There were of course some verticals that moved in the other direction and took a significantly lower share of investments below $500,000 than they do overall. A good number of these are likely due to the maturity of the vertical and the sheer number of investments they see, such as Enterprise SaaS, FinTech and Retail. DeepTech also saw less, this could perhaps go under the definition of “first investments typically need to be higher in this vertical”. Verticals that had less of an interest in the very-early stage that are a little harder to explain included HR and Recruitment, IoT and Security (although again, perhaps the same case could be made for these latter two).

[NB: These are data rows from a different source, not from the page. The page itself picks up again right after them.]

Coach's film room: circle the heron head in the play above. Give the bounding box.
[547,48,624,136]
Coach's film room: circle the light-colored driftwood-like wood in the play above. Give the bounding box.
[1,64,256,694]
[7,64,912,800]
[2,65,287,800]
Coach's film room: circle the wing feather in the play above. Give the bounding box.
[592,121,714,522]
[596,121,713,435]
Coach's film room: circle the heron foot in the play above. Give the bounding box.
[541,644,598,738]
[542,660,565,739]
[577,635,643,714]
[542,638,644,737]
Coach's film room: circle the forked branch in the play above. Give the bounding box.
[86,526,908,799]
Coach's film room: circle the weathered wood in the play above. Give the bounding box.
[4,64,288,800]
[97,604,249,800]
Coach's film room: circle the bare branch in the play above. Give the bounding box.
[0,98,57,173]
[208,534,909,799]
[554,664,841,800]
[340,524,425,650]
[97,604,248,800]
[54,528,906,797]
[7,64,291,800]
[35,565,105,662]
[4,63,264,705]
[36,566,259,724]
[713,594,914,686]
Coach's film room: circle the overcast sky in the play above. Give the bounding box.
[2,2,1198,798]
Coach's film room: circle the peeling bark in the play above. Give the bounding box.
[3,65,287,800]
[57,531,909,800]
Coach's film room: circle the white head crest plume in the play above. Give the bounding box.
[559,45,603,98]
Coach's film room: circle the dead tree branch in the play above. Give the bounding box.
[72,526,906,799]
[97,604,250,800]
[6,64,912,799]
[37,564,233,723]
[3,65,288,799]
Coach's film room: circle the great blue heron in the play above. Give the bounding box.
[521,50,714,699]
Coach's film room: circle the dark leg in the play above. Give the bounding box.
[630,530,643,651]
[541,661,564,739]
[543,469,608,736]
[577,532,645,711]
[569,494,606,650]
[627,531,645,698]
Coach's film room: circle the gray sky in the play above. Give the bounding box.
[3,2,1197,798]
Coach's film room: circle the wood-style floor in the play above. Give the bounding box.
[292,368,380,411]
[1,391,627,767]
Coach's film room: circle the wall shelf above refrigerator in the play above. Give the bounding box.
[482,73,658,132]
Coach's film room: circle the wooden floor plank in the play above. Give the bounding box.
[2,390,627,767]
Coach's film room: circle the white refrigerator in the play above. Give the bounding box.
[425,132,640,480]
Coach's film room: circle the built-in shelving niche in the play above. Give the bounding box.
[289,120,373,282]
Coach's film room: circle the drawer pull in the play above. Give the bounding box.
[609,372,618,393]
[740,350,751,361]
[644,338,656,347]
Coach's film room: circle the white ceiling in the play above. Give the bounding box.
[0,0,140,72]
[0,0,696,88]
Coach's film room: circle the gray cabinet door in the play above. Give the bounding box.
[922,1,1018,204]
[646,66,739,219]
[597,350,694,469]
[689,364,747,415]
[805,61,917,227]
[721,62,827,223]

What was particularly surprising is that of the 27 different verticals we analysed, only a total of 10 demonstrated more than a 1% point difference (either way), meaning that 17 verticals saw pretty much the same share of investment whether at the $500,000 and below level or overall, with investors tastes pretty much aligned across all stages.
However, as we stated above, no hard conclusions should be drawn from this analysis, however, the early-stage market is often a good place to look for future indications of interest and investment, and I would be fairly confident of all 5 verticals highlighted in this post possessing enough interesting early-stage companies to see increased and larger investment over the next 18 months or so.